Re: [PATCH 10/13] util: hash: Reimplement virHashTable using GHashTable

Peter Krempa <pkrempa@xxxxxxxxxx> · Tue, 27 Oct 2020 13:09:38 +0100

On Tue, Oct 27, 2020 at 10:04:33 +0000, Daniel Berrange wrote:
> On Tue, Oct 27, 2020 at 10:53:12AM +0100, Peter Krempa wrote:
> > On Mon, Oct 26, 2020 at 16:08:34 +0000, Daniel Berrange wrote:
> > > On Mon, Oct 26, 2020 at 04:45:50PM +0100, Peter Krempa wrote:
> > > > Glib's hash table provides basically the same functionality as our hash
> > > > table.
> > > > 
> > > > In most cases the only thing that remains in the virHash* wrappers is
> > > > NULL-checks of '@table' argument as glib's hash functions don't tolerate
> > > > NULL.
> > > > 
> > > > In case of iterators, we adapt the existing API of iterators to glibs to
> > > > prevent having rewrite all callers at this point.
> > > > 
> > > > Signed-off-by: Peter Krempa <pkrempa@xxxxxxxxxx>
> > > > ---
> > > >  src/libvirt_private.syms |   4 -
> > > >  src/util/meson.build     |   1 -
> > > >  src/util/virhash.c       | 416 ++++++++++-----------------------------
> > > >  src/util/virhash.h       |   4 +-
> > > >  src/util/virhashcode.c   | 125 ------------
> > > >  src/util/virhashcode.h   |  33 ----
> > > 
> > > Our hash code impl uses Murmurhash which makes some efforts to be
> > > robust against malicious inputs triggering collisons, notably using
> > > a random seed.
> > > 
> > > The new code uses  g_str_hash which is much weaker, and the API
> > > docs explicitly recommend against using it if the input can be from
> > > an untrusted user.
> > 
> > Yes, I've noticed that, but didn't consider it to be that much of a
> > problem as any untrusted input which is stored in a hash table (so that
> > the attacker can use crafted keys) must be in the first place
> > safeguarded against OOM condition by limiting the input count/size.
> 
> The problem isn't OOM, rather it is algorithmic complexity.

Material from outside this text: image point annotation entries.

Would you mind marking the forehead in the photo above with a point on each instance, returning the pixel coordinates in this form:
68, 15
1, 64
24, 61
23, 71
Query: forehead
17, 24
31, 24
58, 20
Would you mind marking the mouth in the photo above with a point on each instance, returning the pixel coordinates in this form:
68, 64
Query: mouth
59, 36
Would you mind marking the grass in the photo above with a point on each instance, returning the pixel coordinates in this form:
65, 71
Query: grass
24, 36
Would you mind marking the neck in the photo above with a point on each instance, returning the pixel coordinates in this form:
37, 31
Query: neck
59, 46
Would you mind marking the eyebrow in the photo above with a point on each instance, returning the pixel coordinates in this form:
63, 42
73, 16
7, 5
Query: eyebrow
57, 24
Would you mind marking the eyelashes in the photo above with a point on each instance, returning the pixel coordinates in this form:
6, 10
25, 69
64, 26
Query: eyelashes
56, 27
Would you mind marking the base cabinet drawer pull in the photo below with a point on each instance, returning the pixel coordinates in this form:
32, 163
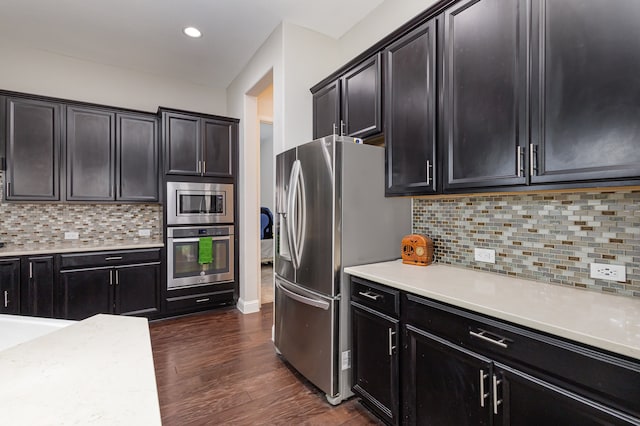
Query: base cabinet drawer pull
496, 401
483, 395
482, 335
369, 295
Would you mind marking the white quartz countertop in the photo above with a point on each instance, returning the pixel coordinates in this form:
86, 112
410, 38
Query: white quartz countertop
605, 321
95, 372
70, 247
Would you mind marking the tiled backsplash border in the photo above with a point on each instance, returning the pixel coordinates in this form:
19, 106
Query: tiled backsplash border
546, 237
23, 224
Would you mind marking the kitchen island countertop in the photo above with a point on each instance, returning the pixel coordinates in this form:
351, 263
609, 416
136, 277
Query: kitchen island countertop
604, 321
95, 372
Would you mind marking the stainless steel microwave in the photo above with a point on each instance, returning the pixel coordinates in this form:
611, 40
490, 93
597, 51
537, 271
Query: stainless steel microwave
199, 203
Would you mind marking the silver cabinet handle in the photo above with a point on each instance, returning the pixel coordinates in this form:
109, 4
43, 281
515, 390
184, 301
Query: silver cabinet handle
429, 167
532, 159
369, 295
519, 160
391, 345
482, 335
496, 401
483, 395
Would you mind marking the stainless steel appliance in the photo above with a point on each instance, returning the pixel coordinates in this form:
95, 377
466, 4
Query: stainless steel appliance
196, 203
183, 269
331, 213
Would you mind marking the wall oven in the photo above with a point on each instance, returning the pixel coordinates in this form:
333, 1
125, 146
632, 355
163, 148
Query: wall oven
195, 203
183, 269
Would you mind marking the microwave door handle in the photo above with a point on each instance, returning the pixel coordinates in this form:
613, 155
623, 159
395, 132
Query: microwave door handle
291, 213
301, 222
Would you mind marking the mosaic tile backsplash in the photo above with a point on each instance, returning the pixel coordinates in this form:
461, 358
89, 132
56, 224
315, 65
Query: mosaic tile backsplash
45, 223
546, 237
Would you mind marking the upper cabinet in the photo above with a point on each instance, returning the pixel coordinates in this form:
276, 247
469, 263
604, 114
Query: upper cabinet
199, 145
410, 112
585, 91
90, 154
484, 93
33, 134
352, 104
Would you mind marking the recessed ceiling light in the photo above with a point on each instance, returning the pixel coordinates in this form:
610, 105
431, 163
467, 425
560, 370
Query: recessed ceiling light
192, 32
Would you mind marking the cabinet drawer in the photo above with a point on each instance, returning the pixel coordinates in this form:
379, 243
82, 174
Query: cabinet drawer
608, 378
108, 258
378, 297
193, 302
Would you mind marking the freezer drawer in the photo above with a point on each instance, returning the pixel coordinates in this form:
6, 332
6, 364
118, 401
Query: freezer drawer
306, 334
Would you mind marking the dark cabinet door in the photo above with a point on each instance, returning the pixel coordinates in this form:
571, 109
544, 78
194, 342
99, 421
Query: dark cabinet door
525, 400
585, 90
37, 293
137, 289
218, 139
444, 384
362, 99
137, 158
85, 293
90, 154
326, 111
10, 286
32, 149
183, 151
410, 113
375, 361
484, 97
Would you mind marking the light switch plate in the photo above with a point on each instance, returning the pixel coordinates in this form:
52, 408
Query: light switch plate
485, 255
603, 271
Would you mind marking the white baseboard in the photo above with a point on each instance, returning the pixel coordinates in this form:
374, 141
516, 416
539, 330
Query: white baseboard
248, 307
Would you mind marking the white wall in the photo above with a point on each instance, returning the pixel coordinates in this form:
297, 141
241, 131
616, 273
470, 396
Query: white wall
39, 72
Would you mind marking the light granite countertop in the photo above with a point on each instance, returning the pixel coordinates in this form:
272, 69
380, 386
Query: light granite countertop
96, 372
604, 321
70, 247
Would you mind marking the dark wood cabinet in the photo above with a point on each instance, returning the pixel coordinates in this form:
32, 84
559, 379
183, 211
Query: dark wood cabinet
115, 282
38, 286
137, 158
33, 134
9, 286
362, 99
326, 110
137, 289
585, 90
352, 104
90, 154
410, 113
444, 384
199, 145
484, 93
85, 293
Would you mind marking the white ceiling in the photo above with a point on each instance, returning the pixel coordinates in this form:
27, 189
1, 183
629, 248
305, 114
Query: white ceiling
146, 35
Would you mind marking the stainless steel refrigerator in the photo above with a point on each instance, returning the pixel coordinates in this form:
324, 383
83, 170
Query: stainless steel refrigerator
331, 213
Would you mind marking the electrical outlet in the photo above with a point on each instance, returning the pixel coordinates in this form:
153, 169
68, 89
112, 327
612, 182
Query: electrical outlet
608, 272
485, 255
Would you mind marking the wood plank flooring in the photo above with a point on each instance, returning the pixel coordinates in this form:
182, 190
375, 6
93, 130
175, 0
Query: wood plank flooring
221, 368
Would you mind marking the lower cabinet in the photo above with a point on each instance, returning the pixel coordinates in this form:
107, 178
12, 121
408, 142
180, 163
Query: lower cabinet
462, 368
10, 286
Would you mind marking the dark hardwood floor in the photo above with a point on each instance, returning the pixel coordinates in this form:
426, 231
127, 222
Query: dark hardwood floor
221, 368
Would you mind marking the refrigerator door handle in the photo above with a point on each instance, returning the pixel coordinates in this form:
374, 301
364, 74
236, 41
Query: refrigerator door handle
294, 181
303, 299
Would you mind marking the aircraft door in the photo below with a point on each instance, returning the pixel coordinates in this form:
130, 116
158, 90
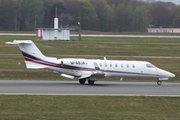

With malicious
> hash collisions the runtime lookup performance degrades to O(n) which can
> cause scalability concerns in some cases.

I was pointing out that limiting the input size needed for OOM limit
conveniently limits the size of 'n'.

The worst case for a malicious actor that I can see is the block device
statistics code, where the worst case input would be based on 2 * 10 MiB
of json, where based on 200 bytes per entry you could achieve 100k hash
comparisons.

As noted though, I think we can use the better hash function we have.

The only difference will be probably that the seed will be global and
not per-table since glibs table doesn't support that. If that's not
acceptable we need to keep all the code since glibs hash table's hash
function prototype is:

guint
(*GHashFunc) (gconstpointer key);